Washington D.C.; George Bush vetoes budget, citing financing of abortion for poor women.

President Bush on Saturday vetoed a $700 million appropriation for the District of Columbia's 1992 fiscal year, citing provisions that would allow the city to use locally generated money to fund abortions for poor women.

The move, which was expected, sends the measure back to Capitol Hill, where lawmakers are expected to remove the abortion language and send the bill back to the President. Action is expected before the beginning of the 1992 fiscal year, which for both the district and the federal government begins Oct. 1.

In what has become a perennial cat-and-mouse game, lawmakers inserted permissive abortion language into the district's appropriations bill, arguing that the city should be allowed to decide whether to use local tax money for abortions. They note that the U.S. Supreme Court, in its 1973 Roe v. Wade ruling, created a constitutionally protected privacy right for women to obtain abortions. But President Bush has continually stood firm against the provisions, vetoing several city appropriations bills in recent years.

In his veto message, President Bush reiterated his opposition to "abortion on demand," adding, "As a nation, we must protect the unborn."

But the president indicated in his veto message that he had no objection to the primary purpose of the bill, which is to provide the city with federal money during the coming fiscal year. Among other things, the legislation would provide the city with a record federal payment of $630.5 million.

The federal payment -- money the federal government provides the city annually to compensate it for the demands of hosting the nation's capital -- has stood at $430.5 million for several years, although Congress earlier this year approved an emergency appropriation of $100 million for the city.

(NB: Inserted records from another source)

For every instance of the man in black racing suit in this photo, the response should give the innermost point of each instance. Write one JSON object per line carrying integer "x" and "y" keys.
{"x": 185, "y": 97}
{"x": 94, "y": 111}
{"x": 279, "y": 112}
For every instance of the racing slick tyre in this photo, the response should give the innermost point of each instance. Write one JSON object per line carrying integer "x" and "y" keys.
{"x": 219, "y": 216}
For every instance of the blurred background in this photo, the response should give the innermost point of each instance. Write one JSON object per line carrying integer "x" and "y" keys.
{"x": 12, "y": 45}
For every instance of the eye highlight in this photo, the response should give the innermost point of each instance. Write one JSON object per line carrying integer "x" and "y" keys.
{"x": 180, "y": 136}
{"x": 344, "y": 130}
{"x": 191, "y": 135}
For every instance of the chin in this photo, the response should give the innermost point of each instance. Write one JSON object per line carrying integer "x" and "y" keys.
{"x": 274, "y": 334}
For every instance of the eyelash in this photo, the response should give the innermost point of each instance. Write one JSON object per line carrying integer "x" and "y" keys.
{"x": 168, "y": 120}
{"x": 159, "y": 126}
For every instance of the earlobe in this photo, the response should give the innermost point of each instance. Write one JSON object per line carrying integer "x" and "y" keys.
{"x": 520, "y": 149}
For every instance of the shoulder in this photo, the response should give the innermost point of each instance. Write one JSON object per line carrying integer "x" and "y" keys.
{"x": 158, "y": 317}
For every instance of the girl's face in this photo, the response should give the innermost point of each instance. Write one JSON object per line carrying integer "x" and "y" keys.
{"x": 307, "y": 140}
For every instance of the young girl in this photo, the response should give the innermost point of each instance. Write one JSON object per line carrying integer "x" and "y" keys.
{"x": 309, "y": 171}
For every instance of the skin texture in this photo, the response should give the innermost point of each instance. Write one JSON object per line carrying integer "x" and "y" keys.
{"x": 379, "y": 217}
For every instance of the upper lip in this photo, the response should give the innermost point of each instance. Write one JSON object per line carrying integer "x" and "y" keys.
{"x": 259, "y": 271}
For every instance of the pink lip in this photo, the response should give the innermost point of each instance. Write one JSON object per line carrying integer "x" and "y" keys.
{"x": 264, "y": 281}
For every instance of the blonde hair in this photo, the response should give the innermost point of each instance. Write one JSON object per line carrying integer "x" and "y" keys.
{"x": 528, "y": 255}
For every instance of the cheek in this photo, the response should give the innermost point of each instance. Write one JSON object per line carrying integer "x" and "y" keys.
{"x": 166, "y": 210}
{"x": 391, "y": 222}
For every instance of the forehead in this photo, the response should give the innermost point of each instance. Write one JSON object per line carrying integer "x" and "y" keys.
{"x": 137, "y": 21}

Though President Bush vetoed the appropriations bill, he signed into law legislation that clears the way for the district to go to market with a $332 million bond isued designed to eliminate the city's accumulated deficit. The city plans to sell the 12-year, general obligation bonds in a competitive offering in mid-September.

He also signed legislation that will allow Mayor Sharon Pratt Dixon to lay off about 2,000 city workers and to gain greater control over the budgets of independent agencies. Mayor Dixon has said that, once implemented, the measures will help city officials gain greater control over the district's finances and position the city for a possible bond rating upgrade.

But the city still faces formidable problems, including a massive unfunded pension liability.

The district's bonds currently are rated Baa by Moody's Investors Service and A-minus by Standard & Poor's Corp.